その時ペテロはわれにかえって言った、「今はじめて、ほんとうのことがわかった。主が御使をつかわして、ヘロデの手から、またユダヤ人たちの待ちもうけていたあらゆる災から、わたしを救い出して下さったのだ」。

 コロナ感染緊急事態宣言ではないが、エルサレム教会は緊急事態に直面した。監督のヤコブがヘロデ王に殺害され、使徒ペテロは逮捕投獄。彼は四人一組16名の屈強なローマ兵に監視され、祭りの翌日に斬首されようとした。

だが処刑前夜、ペテロは脱獄に成功した。彼が意図した訳ではなく、突如天使が現れ不思議が起こっている。奇跡は自然法則に反して起こると思われがちだが、そうではない。自然は神の意志により造られた。その法則は科学者でさえ極め尽くせない。
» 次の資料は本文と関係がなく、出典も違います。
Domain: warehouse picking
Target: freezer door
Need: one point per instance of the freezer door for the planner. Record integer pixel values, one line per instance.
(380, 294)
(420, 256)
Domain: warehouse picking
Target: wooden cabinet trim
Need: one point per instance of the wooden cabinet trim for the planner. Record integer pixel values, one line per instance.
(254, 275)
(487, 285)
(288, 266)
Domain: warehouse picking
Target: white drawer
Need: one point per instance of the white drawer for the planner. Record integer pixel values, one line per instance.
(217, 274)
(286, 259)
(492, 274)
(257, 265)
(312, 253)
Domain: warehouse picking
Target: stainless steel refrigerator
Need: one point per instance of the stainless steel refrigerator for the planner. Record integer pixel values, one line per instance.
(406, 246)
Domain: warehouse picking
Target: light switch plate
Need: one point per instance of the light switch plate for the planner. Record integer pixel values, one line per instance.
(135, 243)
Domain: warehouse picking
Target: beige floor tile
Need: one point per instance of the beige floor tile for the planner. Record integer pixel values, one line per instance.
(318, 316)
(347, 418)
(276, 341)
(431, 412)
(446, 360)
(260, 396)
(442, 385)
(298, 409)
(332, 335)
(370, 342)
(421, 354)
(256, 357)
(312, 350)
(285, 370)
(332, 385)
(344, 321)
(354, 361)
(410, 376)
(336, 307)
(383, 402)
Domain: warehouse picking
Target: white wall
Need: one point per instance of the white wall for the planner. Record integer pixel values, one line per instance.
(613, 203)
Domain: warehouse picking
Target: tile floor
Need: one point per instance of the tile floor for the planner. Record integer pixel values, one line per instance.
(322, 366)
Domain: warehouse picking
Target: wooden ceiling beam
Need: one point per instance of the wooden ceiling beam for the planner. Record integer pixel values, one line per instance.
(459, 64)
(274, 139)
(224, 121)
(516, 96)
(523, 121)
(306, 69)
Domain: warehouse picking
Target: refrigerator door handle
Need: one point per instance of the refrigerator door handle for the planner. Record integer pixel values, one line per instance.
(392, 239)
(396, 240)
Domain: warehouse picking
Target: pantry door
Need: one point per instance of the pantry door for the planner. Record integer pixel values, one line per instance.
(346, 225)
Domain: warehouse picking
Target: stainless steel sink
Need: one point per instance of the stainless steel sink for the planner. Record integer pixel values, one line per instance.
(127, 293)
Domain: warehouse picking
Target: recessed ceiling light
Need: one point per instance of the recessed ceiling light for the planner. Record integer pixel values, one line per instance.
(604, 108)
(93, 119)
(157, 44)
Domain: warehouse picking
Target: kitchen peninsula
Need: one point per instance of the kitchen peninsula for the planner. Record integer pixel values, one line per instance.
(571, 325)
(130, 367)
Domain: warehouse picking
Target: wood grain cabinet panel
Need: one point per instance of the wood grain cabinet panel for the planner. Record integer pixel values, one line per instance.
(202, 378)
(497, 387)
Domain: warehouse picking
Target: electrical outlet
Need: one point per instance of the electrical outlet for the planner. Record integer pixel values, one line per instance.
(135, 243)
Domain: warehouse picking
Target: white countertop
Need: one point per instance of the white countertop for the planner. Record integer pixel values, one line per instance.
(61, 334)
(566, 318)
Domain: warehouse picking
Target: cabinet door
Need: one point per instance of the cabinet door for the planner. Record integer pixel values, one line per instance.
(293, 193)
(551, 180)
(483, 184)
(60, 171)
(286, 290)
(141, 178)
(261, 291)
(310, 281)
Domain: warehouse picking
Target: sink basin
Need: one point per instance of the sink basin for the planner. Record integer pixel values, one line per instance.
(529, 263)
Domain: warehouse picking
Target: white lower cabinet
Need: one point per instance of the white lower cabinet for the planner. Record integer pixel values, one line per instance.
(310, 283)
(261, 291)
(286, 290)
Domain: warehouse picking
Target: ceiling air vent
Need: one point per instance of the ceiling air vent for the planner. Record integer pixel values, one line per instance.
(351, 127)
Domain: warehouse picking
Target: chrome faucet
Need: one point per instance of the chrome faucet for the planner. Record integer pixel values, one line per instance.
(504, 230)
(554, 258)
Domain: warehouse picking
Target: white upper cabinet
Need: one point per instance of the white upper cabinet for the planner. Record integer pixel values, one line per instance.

奇跡とは、我々が知っている範囲内の自然法則に反して見えるだけに過ぎない。奇跡と不思議としるしを成された主イエスは、昨日も今日もいつまでも同じであれば、奇跡は今現在でも起こる。

ペテロは、獄中で経験した不思議を、表通りに出て我に返って『今、初めて本当のことが分かった』と告白し、それが主の業であったことを認識した。

日常的なすべての出来事の表面を肉の目で見るのではなく、そこに働かれる主の不思議な業を感知し、認め、発見する心を持つことが肝要だ。目に見えないものを洞察する奇跡を認識する心とは信仰に他ならない。あの預言者イザヤが3015節にいう信仰であり、それは『静かにして信頼していること』に尽きる。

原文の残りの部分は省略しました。